Para que a candidatura se torne viável, Gleisi terá que se desligar do ministério até o início de abril, conforme estipula a legislação eleitoral brasileira. A saída da ministra já está provocando movimentações nos bastidores do Palácio do Planalto e no partido, com intensas articulações sobre quem assumirá a responsabilidade pela articulação política do governo. Este é um momento crucial, especialmente considerando a dinâmica das relações com o Congresso, que têm se mostrado delicadas.
A trajetória política de Gleisi Hoffmann é amplamente reconhecida, especialmente sua experiência como ex-senadora e sua proximidade com Lula.
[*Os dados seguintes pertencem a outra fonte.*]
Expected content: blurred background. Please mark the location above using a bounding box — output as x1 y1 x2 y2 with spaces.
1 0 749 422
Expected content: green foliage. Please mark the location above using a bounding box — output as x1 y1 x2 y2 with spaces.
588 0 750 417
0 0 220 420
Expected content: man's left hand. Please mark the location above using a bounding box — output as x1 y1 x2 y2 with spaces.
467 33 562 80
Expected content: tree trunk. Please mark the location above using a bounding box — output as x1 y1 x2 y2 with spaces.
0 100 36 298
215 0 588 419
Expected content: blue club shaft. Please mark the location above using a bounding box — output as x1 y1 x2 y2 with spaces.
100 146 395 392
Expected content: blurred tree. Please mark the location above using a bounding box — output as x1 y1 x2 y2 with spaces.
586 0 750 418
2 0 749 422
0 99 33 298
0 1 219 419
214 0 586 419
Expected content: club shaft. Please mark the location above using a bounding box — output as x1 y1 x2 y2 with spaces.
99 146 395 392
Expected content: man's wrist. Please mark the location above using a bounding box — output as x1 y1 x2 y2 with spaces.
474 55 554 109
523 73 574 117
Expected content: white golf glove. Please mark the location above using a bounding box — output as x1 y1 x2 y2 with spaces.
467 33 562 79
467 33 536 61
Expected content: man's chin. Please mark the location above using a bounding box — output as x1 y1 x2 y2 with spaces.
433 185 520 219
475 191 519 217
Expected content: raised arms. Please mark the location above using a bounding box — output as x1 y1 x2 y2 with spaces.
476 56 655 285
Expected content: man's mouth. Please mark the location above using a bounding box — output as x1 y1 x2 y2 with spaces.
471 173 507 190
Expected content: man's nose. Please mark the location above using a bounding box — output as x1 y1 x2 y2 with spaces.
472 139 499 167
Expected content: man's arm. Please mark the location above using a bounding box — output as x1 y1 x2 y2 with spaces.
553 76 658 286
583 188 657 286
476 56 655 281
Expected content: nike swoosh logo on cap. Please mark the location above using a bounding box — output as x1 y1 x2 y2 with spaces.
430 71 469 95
Essa afinidade com o presidente é um importante trunfo em sua nova empreitada, pois a confiança de Lula em sua capacidade de liderar a campanha no Paraná é uma demonstração da estratégia petista para ampliar sua representatividade na casa alta do Legislativo.
Internamente, há uma avaliação otimista sobre sua candidatura, que é vista como uma forma de fortalecer a presença do PT no Paraná, um estado que possui importâncias históricas e políticas para o partido. A expectativa é que, com Gleisi no pleito, o palanque petista ganhe robustez, aumentando as chances de sucesso nas próximas eleições, além de reforçar a influência do PT no Senado. A articulação em torno da substituição no ministério e a organização da campanha são, portanto, questões centrais que devem ocupar os próximos dias na política brasileira.